The 2024-25 Kentucky Summative Assessment (KSA), the primary statewide assessment for K-12 students, revealed that significant achievement gaps persisted across multiple student subgroups. Third-grade African American students scored 14 percentage points below the district’s average and 27 points below the state average in reading.
Two-thirds of all JCPS schools received the bottom two performance-level ratings of “low” and “lowest” in the 2024-25 school year, indicating that the schools are falling short of state expectations and struggling to meet academic benchmarks.
JCPS’s DEI division, titled Diversity, Equity, and Poverty (DEP), was recently renamed the Opportunity and Access Division. The audit notes that the DEP was originally established to facilitate desegregation; however, it has expanded “its mission beyond compliance to focus on equity.”
DEP maintains six racial equity tools for individual schools. The audit revealed that the district doesn’t maintain data on how these tools and resources are used. The auditors also criticize the vagueness of the district’s recent Racial Equity Plan, noting activities such as providing students of color with “self-affirming opportunities.”
Given the significant achievement gaps among many student subgroups at JCPS, the auditors correctly note that the district would greatly benefit from broadening its goals to address the needs of all groups with persistent gaps. Interestingly, among the 2025 purchase order expenses in the audit was a $5,500 expense for “DRAG Pride.”

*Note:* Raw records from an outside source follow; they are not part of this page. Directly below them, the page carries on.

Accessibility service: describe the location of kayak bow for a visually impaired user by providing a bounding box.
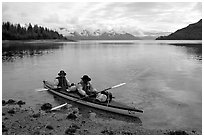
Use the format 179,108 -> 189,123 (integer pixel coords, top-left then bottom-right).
43,81 -> 143,117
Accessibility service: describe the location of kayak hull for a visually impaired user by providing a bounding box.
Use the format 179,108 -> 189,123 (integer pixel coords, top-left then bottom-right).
43,81 -> 143,117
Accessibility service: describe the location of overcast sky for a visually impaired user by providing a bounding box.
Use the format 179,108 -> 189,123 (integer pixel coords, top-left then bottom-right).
2,2 -> 202,35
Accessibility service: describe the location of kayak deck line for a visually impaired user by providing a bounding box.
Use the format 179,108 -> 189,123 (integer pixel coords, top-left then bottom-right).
43,81 -> 143,117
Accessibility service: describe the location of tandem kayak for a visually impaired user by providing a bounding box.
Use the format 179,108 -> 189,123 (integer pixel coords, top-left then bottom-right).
43,81 -> 143,117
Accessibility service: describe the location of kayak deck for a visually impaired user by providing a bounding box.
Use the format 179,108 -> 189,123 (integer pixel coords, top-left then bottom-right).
43,81 -> 143,115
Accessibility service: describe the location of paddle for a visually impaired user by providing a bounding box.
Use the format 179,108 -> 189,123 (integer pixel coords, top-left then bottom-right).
75,83 -> 126,101
51,103 -> 67,111
35,88 -> 48,92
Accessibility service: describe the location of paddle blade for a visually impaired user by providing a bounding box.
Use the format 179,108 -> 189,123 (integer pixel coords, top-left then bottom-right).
112,83 -> 126,88
35,88 -> 48,92
51,103 -> 67,111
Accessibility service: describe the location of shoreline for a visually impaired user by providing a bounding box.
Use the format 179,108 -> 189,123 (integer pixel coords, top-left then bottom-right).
2,99 -> 202,135
2,39 -> 77,44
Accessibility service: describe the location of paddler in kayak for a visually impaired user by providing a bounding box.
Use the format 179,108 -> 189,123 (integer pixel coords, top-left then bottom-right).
54,70 -> 76,91
77,75 -> 112,102
77,75 -> 97,97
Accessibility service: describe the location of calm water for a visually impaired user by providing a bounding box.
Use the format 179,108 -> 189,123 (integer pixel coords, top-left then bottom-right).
2,41 -> 202,130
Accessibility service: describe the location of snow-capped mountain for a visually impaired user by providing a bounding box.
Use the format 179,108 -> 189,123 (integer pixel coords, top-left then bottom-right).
58,28 -> 140,40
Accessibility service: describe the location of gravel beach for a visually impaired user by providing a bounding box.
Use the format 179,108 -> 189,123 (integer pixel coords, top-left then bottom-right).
2,99 -> 201,135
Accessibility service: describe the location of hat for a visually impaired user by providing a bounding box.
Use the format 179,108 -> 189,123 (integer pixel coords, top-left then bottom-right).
81,75 -> 91,81
58,70 -> 66,76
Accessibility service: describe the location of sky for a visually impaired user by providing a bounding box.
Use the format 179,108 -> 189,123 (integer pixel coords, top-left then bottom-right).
2,2 -> 202,36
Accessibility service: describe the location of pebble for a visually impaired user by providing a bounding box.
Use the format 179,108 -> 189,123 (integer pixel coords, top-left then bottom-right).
46,125 -> 54,130
41,103 -> 52,110
32,113 -> 40,118
8,109 -> 15,114
67,113 -> 77,120
6,99 -> 16,104
65,124 -> 80,135
17,100 -> 25,105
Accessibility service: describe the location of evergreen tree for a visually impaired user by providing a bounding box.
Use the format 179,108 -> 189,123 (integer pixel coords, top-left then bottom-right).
2,22 -> 66,40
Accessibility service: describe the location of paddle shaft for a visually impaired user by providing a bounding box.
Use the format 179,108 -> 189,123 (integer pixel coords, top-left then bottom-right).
75,83 -> 126,101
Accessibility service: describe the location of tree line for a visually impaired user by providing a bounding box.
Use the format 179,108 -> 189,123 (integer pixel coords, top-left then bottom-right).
2,22 -> 66,40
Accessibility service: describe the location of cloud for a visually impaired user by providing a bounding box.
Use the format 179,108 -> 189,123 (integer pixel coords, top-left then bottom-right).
2,2 -> 202,35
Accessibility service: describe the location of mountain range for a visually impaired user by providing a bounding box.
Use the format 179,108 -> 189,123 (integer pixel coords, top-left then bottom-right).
57,19 -> 202,41
156,19 -> 202,40
59,28 -> 140,40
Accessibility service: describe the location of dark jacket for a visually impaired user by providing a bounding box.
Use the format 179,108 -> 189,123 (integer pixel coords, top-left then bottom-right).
56,77 -> 69,88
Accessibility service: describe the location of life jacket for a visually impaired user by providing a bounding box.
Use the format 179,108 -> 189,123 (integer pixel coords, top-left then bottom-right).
56,77 -> 68,88
79,81 -> 91,95
99,91 -> 113,102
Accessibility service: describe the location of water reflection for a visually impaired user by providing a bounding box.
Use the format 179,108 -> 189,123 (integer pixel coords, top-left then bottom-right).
2,42 -> 63,62
169,43 -> 202,60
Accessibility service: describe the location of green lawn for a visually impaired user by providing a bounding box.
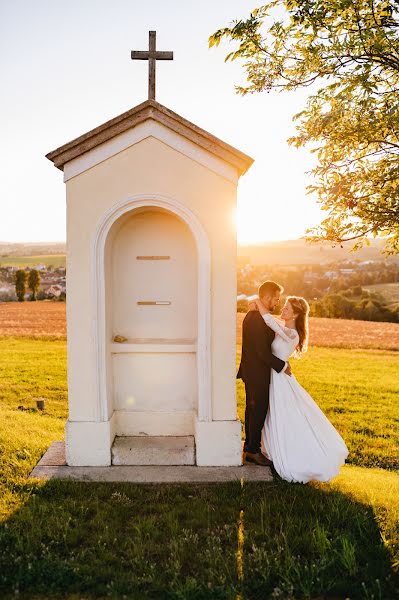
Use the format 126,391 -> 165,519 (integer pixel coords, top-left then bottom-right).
0,338 -> 399,600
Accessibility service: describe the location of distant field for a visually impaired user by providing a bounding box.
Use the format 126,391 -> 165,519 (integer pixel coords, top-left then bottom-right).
363,283 -> 399,306
0,300 -> 66,337
0,254 -> 65,268
0,300 -> 399,350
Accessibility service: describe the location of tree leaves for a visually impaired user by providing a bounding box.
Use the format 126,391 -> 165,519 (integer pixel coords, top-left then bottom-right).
209,0 -> 399,253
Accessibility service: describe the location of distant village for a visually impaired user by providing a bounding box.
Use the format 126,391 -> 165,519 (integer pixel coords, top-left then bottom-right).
237,260 -> 399,323
0,257 -> 399,323
0,263 -> 66,302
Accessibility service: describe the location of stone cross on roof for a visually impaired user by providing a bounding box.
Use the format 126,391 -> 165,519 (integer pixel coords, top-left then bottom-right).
131,31 -> 173,100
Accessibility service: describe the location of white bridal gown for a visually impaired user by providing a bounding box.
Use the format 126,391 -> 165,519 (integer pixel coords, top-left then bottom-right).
262,314 -> 348,483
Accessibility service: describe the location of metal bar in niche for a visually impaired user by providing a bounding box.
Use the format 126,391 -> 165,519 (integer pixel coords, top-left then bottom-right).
136,256 -> 170,260
137,300 -> 172,306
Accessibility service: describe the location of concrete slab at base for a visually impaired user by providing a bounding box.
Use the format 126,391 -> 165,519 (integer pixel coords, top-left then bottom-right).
195,419 -> 242,467
29,442 -> 273,483
65,418 -> 115,467
111,435 -> 195,466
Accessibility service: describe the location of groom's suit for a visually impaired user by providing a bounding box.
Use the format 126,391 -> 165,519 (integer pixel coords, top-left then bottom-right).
237,310 -> 286,453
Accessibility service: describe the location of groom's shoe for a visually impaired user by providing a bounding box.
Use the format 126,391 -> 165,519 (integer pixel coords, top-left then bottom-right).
245,452 -> 273,467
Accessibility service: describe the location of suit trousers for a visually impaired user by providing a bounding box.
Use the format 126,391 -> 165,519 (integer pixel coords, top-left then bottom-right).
244,382 -> 269,453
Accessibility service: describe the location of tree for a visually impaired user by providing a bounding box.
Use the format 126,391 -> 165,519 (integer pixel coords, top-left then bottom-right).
15,269 -> 26,302
209,0 -> 399,254
28,269 -> 40,301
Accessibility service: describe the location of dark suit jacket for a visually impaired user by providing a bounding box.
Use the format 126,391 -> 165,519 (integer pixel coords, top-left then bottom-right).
237,310 -> 285,387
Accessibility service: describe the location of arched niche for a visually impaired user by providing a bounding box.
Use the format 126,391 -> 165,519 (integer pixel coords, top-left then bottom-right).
93,197 -> 211,435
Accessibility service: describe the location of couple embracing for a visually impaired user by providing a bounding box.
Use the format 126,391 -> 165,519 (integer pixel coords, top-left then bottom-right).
237,281 -> 348,483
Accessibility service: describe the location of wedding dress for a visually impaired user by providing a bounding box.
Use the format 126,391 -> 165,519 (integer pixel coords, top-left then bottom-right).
261,314 -> 348,483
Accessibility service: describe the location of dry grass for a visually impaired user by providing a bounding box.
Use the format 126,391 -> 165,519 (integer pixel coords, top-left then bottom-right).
0,301 -> 399,350
0,300 -> 66,338
237,313 -> 399,350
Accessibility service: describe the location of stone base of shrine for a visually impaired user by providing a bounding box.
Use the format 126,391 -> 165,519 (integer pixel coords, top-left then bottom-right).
29,442 -> 273,484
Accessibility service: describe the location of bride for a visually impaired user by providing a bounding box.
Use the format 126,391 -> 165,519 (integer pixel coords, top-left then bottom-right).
249,296 -> 348,483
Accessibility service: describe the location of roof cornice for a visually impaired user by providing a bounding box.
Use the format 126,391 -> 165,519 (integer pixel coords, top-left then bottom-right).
46,100 -> 253,175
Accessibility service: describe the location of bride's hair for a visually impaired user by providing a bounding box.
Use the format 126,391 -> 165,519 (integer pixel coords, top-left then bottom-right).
287,296 -> 309,358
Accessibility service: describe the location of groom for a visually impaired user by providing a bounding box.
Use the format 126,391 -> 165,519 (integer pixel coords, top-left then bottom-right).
237,281 -> 291,466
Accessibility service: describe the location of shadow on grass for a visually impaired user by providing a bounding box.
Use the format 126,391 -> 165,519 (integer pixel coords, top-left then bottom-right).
0,481 -> 395,600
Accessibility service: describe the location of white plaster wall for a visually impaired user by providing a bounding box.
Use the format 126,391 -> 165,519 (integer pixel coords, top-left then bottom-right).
66,137 -> 236,421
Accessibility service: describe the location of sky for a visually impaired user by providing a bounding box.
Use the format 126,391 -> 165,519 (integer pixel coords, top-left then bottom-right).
0,0 -> 323,244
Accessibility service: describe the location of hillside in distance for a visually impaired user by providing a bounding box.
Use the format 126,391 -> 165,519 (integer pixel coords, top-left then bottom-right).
238,239 -> 399,265
0,241 -> 66,258
0,239 -> 399,265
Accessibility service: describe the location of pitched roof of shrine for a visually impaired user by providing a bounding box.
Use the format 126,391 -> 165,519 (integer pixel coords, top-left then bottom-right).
46,100 -> 253,175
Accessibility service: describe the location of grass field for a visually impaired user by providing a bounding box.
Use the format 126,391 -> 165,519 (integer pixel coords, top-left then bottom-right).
0,310 -> 399,600
0,254 -> 66,269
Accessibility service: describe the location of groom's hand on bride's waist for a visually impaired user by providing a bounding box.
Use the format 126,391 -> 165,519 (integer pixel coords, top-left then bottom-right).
284,363 -> 292,377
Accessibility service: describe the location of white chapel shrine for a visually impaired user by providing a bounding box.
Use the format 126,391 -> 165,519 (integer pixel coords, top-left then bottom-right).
47,32 -> 253,466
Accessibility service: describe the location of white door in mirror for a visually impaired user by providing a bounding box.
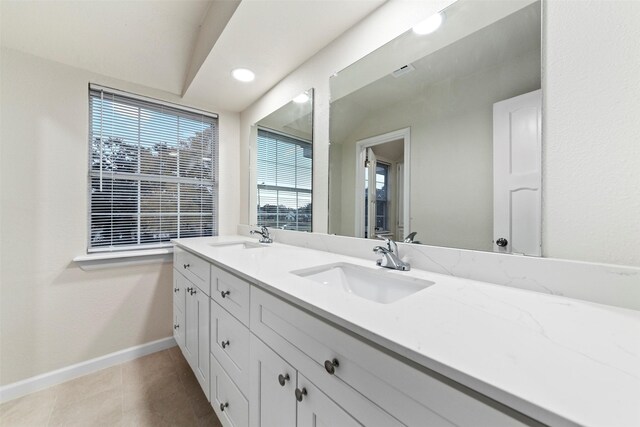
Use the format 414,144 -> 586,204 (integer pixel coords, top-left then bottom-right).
493,90 -> 542,256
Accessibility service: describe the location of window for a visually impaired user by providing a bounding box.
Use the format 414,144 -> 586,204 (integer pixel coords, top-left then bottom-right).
364,161 -> 391,237
88,85 -> 218,252
257,128 -> 312,231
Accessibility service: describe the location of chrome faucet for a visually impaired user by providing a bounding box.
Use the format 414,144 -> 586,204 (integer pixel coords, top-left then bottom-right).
404,231 -> 418,243
373,236 -> 411,271
249,225 -> 273,243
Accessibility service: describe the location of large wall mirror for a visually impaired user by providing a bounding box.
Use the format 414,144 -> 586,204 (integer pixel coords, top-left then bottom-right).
249,89 -> 313,231
329,0 -> 542,256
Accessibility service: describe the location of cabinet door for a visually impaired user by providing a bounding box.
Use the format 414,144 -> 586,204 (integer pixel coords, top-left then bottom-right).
249,334 -> 298,427
183,283 -> 198,371
173,305 -> 185,351
192,288 -> 210,399
183,283 -> 209,398
298,373 -> 363,427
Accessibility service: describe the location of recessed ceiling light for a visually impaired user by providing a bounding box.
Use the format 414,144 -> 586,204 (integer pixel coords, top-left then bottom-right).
413,13 -> 444,35
293,92 -> 309,104
231,68 -> 256,82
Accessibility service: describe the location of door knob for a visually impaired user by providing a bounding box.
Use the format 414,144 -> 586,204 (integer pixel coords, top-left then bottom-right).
296,387 -> 307,402
278,374 -> 290,387
324,359 -> 340,375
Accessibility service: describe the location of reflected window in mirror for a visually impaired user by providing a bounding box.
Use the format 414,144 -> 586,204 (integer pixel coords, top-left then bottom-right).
254,89 -> 313,232
256,128 -> 313,231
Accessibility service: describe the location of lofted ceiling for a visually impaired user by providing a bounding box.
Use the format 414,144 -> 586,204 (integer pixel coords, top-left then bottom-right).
0,0 -> 385,111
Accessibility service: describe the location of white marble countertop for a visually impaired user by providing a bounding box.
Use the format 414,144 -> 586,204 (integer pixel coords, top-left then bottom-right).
174,236 -> 640,427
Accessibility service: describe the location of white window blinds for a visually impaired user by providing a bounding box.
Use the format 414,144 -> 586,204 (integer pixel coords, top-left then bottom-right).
257,128 -> 312,231
88,86 -> 218,252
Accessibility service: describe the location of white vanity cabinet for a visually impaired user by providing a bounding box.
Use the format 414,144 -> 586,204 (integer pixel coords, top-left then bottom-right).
251,287 -> 523,427
174,248 -> 536,427
209,265 -> 251,427
173,248 -> 210,398
250,334 -> 401,427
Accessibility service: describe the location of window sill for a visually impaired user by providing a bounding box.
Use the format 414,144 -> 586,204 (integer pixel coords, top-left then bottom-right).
73,248 -> 173,271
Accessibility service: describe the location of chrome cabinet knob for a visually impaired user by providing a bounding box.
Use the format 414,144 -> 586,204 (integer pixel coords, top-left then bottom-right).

Leadership and campus culture are also a problem. Staff members described a culture of fear and retaliation under former Superintendent Marty Pollio’s leadership, including concerns that they could lose their jobs if they complained.
The current superintendent confirmed that he was aware of this culture. The outside consulting company that partnered with the auditor’s office said the concerns expressed by JCPS staff were higher than usual, based on its experience with other districts.
It’s not uncommon for large districts to face challenges. However, families shouldn’t be forced to wait while adults argue over the changes that need to be made. That is why this audit should be a wake-up call for Kentucky policymakers. They should revisit education choice and consider adopting a universal education savings account program.
However, the battle will not be without its legal and political challenges. But nearby states have moved ahead. Ohio, Tennessee, Indiana, and West Virginia all boast strong education choice programs, with West Virginia having one of the nation’s best universal education savings account programs.
This JCPS audit makes a compelling case: Kentucky families, especially those living in Jefferson County, deserve more than promises of improvement. They need more options. Policymakers should empower parents with education freedom.